La Sarcophaga carnario, era una mosca vivípara y debía de formar parte del segundo grupo porque Mila oyó al patólogo añadir que el cadáver debía de encontrarse allí desde hacía al menos una semana.
—Albert ha tenido todo el tiempo para actuar mientras los propietarios estaban fuera.

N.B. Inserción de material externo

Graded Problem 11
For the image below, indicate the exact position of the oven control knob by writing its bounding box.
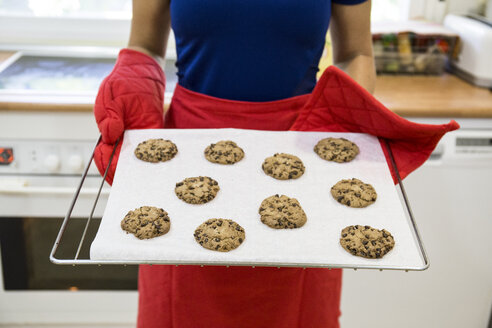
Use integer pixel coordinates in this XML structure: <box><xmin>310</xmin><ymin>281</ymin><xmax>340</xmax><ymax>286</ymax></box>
<box><xmin>67</xmin><ymin>154</ymin><xmax>84</xmax><ymax>173</ymax></box>
<box><xmin>44</xmin><ymin>154</ymin><xmax>60</xmax><ymax>173</ymax></box>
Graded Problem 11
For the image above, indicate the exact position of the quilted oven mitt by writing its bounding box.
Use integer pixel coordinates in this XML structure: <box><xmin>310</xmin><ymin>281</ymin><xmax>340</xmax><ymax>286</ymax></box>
<box><xmin>290</xmin><ymin>66</ymin><xmax>459</xmax><ymax>183</ymax></box>
<box><xmin>94</xmin><ymin>49</ymin><xmax>165</xmax><ymax>184</ymax></box>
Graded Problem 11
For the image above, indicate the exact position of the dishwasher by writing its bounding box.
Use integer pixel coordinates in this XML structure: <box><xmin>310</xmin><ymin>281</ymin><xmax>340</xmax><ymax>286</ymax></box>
<box><xmin>340</xmin><ymin>118</ymin><xmax>492</xmax><ymax>328</ymax></box>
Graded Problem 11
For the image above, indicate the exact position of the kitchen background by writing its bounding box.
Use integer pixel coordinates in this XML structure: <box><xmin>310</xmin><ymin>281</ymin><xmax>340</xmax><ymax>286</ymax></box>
<box><xmin>0</xmin><ymin>0</ymin><xmax>492</xmax><ymax>328</ymax></box>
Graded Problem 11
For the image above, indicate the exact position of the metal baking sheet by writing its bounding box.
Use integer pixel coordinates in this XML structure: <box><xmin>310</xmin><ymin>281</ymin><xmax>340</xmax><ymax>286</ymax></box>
<box><xmin>90</xmin><ymin>129</ymin><xmax>427</xmax><ymax>270</ymax></box>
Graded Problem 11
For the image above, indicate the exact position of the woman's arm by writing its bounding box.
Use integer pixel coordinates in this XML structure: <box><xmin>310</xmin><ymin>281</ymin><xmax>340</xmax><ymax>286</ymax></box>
<box><xmin>330</xmin><ymin>0</ymin><xmax>376</xmax><ymax>93</ymax></box>
<box><xmin>128</xmin><ymin>0</ymin><xmax>171</xmax><ymax>57</ymax></box>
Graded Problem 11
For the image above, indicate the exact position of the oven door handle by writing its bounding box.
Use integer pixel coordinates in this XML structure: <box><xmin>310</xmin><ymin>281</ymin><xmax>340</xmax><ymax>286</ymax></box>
<box><xmin>0</xmin><ymin>186</ymin><xmax>109</xmax><ymax>196</ymax></box>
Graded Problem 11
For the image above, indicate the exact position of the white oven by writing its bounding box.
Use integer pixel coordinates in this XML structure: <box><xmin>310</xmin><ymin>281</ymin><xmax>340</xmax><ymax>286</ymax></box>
<box><xmin>0</xmin><ymin>110</ymin><xmax>138</xmax><ymax>327</ymax></box>
<box><xmin>341</xmin><ymin>118</ymin><xmax>492</xmax><ymax>328</ymax></box>
<box><xmin>0</xmin><ymin>47</ymin><xmax>182</xmax><ymax>327</ymax></box>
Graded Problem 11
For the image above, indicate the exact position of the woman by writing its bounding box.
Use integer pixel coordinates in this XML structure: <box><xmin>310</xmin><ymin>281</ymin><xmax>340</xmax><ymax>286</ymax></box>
<box><xmin>95</xmin><ymin>0</ymin><xmax>375</xmax><ymax>327</ymax></box>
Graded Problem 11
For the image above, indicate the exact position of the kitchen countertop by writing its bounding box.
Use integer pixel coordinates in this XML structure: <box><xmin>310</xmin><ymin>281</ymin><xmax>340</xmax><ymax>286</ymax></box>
<box><xmin>0</xmin><ymin>52</ymin><xmax>492</xmax><ymax>118</ymax></box>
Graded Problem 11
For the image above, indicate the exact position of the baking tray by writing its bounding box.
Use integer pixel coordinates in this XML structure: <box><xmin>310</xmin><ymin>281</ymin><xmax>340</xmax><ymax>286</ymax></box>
<box><xmin>50</xmin><ymin>129</ymin><xmax>429</xmax><ymax>270</ymax></box>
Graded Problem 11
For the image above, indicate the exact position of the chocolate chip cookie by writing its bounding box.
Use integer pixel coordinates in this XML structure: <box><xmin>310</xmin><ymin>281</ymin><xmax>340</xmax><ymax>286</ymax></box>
<box><xmin>204</xmin><ymin>140</ymin><xmax>244</xmax><ymax>164</ymax></box>
<box><xmin>261</xmin><ymin>153</ymin><xmax>306</xmax><ymax>180</ymax></box>
<box><xmin>193</xmin><ymin>219</ymin><xmax>246</xmax><ymax>252</ymax></box>
<box><xmin>258</xmin><ymin>195</ymin><xmax>307</xmax><ymax>229</ymax></box>
<box><xmin>121</xmin><ymin>206</ymin><xmax>171</xmax><ymax>239</ymax></box>
<box><xmin>331</xmin><ymin>178</ymin><xmax>377</xmax><ymax>207</ymax></box>
<box><xmin>314</xmin><ymin>138</ymin><xmax>359</xmax><ymax>163</ymax></box>
<box><xmin>340</xmin><ymin>225</ymin><xmax>395</xmax><ymax>259</ymax></box>
<box><xmin>135</xmin><ymin>139</ymin><xmax>178</xmax><ymax>163</ymax></box>
<box><xmin>174</xmin><ymin>176</ymin><xmax>220</xmax><ymax>204</ymax></box>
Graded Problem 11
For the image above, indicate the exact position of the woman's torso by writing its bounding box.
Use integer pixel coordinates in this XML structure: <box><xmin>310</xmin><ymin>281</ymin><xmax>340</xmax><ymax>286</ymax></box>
<box><xmin>171</xmin><ymin>0</ymin><xmax>331</xmax><ymax>101</ymax></box>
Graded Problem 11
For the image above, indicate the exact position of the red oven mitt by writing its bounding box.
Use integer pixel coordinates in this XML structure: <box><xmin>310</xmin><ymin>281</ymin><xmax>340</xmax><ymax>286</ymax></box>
<box><xmin>94</xmin><ymin>49</ymin><xmax>165</xmax><ymax>184</ymax></box>
<box><xmin>290</xmin><ymin>66</ymin><xmax>459</xmax><ymax>183</ymax></box>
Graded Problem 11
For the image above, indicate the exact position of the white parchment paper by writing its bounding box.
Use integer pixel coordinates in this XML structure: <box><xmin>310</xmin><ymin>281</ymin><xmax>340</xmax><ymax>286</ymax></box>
<box><xmin>90</xmin><ymin>129</ymin><xmax>424</xmax><ymax>268</ymax></box>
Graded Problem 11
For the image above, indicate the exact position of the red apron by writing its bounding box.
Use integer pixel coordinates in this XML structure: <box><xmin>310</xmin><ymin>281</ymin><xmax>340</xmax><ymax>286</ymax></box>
<box><xmin>138</xmin><ymin>68</ymin><xmax>457</xmax><ymax>328</ymax></box>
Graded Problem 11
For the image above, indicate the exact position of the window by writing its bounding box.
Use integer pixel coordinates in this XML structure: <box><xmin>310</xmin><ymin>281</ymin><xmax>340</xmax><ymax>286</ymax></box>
<box><xmin>0</xmin><ymin>0</ymin><xmax>132</xmax><ymax>19</ymax></box>
<box><xmin>0</xmin><ymin>0</ymin><xmax>416</xmax><ymax>52</ymax></box>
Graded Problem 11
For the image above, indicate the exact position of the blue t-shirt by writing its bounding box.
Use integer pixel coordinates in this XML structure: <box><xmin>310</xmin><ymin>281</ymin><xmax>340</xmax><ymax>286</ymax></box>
<box><xmin>171</xmin><ymin>0</ymin><xmax>365</xmax><ymax>101</ymax></box>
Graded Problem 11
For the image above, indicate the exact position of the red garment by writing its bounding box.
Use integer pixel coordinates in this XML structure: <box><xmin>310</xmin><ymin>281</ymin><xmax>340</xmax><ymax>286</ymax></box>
<box><xmin>138</xmin><ymin>68</ymin><xmax>458</xmax><ymax>328</ymax></box>
<box><xmin>138</xmin><ymin>86</ymin><xmax>342</xmax><ymax>328</ymax></box>
<box><xmin>291</xmin><ymin>66</ymin><xmax>459</xmax><ymax>183</ymax></box>
<box><xmin>94</xmin><ymin>49</ymin><xmax>166</xmax><ymax>184</ymax></box>
<box><xmin>95</xmin><ymin>49</ymin><xmax>457</xmax><ymax>328</ymax></box>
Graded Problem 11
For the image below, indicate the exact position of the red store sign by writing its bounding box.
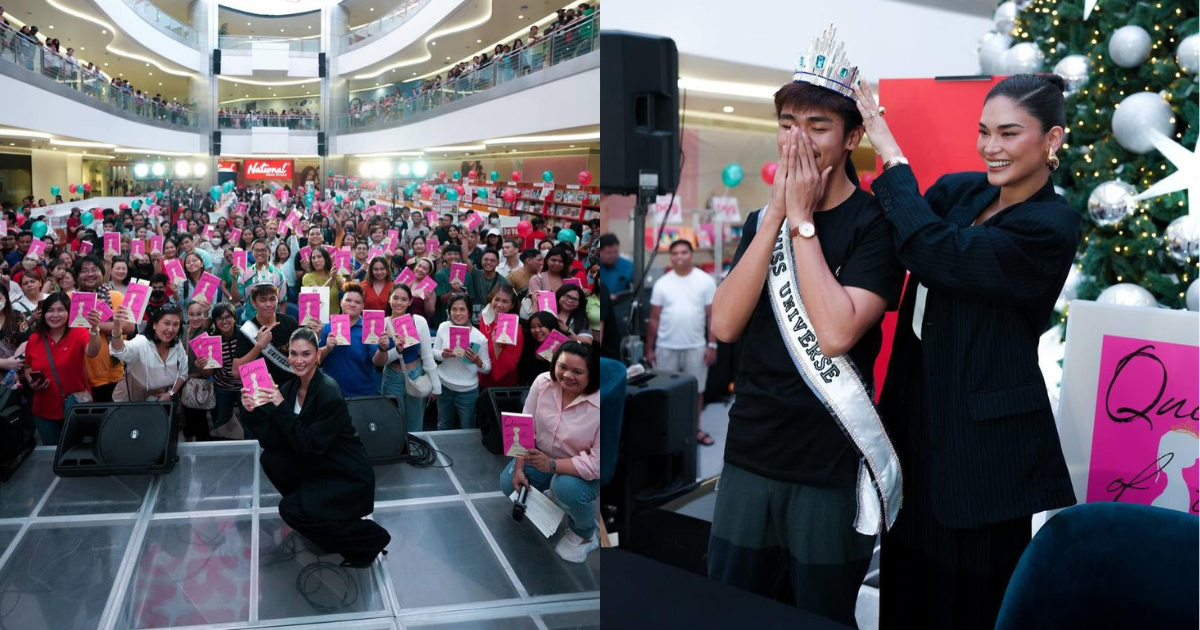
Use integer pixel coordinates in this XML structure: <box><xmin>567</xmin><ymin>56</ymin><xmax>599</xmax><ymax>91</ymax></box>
<box><xmin>245</xmin><ymin>160</ymin><xmax>293</xmax><ymax>180</ymax></box>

—Pero hay una cosa que no me explico… —añadió Chang—. ¿Cómo ha conseguido ese bastardo traer aquí el cuerpo si hay setenta cámaras de vigilancia y unos treinta guardias de seguridad controlando el área de noche y de día?
—Tuvimos un problema de sobrecarga de energía en la instalación —dijo el jefe de seguridad de Cabo Alto cuando Sarah Rosa le pidió que le explicara el apagón de tres horas en las grabaciones de las cámaras de vigilancia ocurrido una semana antes, cuando se suponía que Albert había llevado a la niña a casa de los Kobashi.
—¿Y algo así no los alarmó?
—No, señora…
—Comprendo —asintió, y no añadió nada más, desplazando sin embargo la mirada a los galones de capitán que el hombre lucía en el uniforme; un grado, por lo demás, tan falso como su función.
Los guardias que en realidad habrían tenido que garantizar la seguridad de los vecinos sólo eran culturistas con un uniforme. Su único adiestramiento consistía en un curso de tres meses impartido por policías jubilados cerca de la sede de la sociedad que los contrataría. Su dotación constaba de un auricular unido a un walkie-talkie y de un aerosol de pimienta. Así que para Albert no había sido difícil engatusarlos. Además, en la barrera perimétrica se había hallado una brecha de un metro y medio, bien escondida por el seto que cubría todo el muro circundante. Ese capricho estético había acabado frustrando la única medida de seguridad real de Cabo Alto.
Ahora se trataba de entender por qué Albert había elegido justamente aquel sitio y aquella familia.
El temor de encontrarse frente a un nuevo Alexander Bermann empujó a Roche a autorizar todo tipo de investigación, y en el caso de Kobashi y su mujer también la más invasora.
Boris fue el encargado de exprimir al dentista.
Probablemente el hombre no tenía ni idea del trato especial que se le reservaría durante las siguientes horas. Sufrir el interrogatorio de un profesional no es para nada comparable a cuanto ocurre normalmente en las comisarías de policía de medio mundo, donde todo se basa en el agotamiento del sospechoso durante horas y horas de presión psicológica y vigilia forzada, contestando una y otra vez a las mismas preguntas.